Moves to integrate health and care services have so far been undermined by a focus on short-term challenges rather than a long-term approach based on preventing ill health, national auditors warn.
A new report on integrated care systems (ICSs) by the National Audit Office (NAO) found that ICSs have been ‘broadly welcomed’, but it said that service and financial pressures on the NHS and care providers prevented them from focusing on local priorities.
NHS England have tasked ICSs to take a long-term approach to health by focusing on prevention. However, the NAO found that the targets it has so far set for ICSs are about short-term improvements such as financial management and tackling elective care backlogs.
NHS England has allocated £97m across all 42 ICSs for efforts to improve prevention and an additional £200m for tackling health inequalities, compared with £2bn to tackle elective care backlogs.

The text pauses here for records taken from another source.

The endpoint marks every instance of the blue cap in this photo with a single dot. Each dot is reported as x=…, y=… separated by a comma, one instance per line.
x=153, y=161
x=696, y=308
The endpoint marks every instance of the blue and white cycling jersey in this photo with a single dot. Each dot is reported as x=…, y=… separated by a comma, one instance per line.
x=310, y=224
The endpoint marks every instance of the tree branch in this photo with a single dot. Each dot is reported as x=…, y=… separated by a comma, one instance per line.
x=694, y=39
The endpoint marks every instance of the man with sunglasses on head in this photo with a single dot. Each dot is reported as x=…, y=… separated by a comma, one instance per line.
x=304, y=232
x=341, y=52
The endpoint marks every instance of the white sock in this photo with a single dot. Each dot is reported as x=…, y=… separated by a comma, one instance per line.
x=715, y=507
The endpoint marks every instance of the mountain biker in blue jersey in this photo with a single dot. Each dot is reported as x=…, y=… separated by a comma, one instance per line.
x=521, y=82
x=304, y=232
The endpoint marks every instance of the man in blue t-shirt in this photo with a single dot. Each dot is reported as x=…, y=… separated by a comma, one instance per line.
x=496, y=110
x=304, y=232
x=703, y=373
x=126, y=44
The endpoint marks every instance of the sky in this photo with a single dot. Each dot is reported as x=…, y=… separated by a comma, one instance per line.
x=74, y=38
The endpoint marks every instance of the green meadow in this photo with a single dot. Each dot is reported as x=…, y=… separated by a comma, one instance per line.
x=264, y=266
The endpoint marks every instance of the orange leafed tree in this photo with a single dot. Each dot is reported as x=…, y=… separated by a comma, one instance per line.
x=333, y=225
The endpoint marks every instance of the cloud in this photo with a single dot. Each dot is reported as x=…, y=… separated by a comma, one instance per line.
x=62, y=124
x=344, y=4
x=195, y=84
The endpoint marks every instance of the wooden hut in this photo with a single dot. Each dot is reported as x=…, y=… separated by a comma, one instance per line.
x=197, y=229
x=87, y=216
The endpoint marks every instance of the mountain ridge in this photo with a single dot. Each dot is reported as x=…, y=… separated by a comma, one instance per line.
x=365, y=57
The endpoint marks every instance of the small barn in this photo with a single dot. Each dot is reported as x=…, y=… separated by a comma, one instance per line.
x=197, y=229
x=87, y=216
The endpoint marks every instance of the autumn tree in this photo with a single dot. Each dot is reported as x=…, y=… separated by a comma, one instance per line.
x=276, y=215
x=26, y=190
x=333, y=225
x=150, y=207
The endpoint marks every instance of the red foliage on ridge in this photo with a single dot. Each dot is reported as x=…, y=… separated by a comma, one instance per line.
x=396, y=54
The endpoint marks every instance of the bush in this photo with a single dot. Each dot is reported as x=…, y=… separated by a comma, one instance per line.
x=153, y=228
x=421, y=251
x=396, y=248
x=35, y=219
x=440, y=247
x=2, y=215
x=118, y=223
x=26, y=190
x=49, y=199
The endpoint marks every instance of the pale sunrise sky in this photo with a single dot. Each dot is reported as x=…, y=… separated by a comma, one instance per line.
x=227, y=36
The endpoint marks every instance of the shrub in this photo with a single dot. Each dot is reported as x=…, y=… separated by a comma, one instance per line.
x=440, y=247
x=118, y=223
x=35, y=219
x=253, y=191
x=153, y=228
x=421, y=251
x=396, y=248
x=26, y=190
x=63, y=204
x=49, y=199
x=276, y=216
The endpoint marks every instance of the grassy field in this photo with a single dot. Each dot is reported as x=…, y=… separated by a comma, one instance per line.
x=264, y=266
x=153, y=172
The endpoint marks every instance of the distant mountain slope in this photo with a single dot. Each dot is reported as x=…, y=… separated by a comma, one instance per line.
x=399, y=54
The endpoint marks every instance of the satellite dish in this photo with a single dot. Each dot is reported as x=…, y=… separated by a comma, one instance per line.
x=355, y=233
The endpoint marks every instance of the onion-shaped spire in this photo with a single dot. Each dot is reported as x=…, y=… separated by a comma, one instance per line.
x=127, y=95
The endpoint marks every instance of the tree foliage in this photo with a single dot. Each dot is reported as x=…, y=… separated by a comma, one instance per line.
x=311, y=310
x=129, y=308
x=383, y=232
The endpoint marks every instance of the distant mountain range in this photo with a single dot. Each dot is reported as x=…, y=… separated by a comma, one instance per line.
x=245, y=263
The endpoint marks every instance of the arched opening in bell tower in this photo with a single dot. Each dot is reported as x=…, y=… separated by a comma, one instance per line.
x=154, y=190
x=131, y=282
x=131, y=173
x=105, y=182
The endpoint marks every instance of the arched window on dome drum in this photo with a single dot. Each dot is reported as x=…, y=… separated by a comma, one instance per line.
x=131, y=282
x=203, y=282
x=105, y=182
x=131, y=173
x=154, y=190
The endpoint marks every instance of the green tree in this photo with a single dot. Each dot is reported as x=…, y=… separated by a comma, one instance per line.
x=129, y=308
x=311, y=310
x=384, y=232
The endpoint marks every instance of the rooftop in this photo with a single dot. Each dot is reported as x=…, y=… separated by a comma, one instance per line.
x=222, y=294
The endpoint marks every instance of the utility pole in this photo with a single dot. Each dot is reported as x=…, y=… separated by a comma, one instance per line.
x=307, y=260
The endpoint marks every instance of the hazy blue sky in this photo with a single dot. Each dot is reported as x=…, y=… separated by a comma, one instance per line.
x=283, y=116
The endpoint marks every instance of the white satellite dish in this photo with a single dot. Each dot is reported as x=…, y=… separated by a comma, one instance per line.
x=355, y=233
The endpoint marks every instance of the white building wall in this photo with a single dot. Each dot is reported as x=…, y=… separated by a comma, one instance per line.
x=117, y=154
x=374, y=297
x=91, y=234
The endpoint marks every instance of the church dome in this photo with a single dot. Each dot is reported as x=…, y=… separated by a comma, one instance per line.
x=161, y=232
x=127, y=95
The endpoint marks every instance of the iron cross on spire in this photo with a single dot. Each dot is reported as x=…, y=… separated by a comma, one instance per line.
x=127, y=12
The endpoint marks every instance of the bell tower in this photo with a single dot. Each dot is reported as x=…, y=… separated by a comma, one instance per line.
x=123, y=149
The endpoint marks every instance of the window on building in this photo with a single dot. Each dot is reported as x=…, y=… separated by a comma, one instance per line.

The NAO’s report also noted that there had been ‘little progress’ on establishing a structured approach to addressing the wider factors that affect health outcomes, such as healthy behaviours, social and economic reasons, and the physical environment.
Gareth Davies, head of the NAO, said: ‘The new model of integrated health and social care services is being implemented with broad support, but at a time of extreme pressure on both services.
‘To maximise the chances of success for these new arrangements, DHSC [Department of Health and Social Care] and NHS England need to put realistic medium-term objectives in place. They must also tackle pressures on ICSs that require action at a national level, including workforce shortages in health and social care.’
Commenting on the report, Cllr David Fothergill, chairman of the Local Government Association’s (LGA) Community Wellbeing Board said: ‘The LGA supports the introduction of ICSs but we also share the concerns raised in this report, which rightly highlights the risk that the long-term aims of ICSs to prevent ill-health are being overshadowed because of a national focus from the Department for Health and Social Care and NHS England on short-term priorities such as elective care recovery.
‘Developing a structured approach at national, regional and local levels to address the wider determinants of health is key to improving the health of our communities, and we strongly support the NAO recommendations that DHSC and DLUHC works across government to address issues such as education, employment, benefits and transport as part of their approach.
‘Councils and Health and Wellbeing Boards must be at the heart of this revised approach as the community leaders and drivers of many of these services.’
A Department of Health and Social Care spokesperson said: ‘A more joined-up health and care system can help thousands more people get the care they need at a local level, in the right place at the right time.
‘Integrated care systems remove barriers to joint-working, support innovative local solutions and give local leaders more freedom to rapidly fix the issues that matter most to patients, delivering on our ABCD priorities – ambulances, backlogs, care, doctors and dentists.’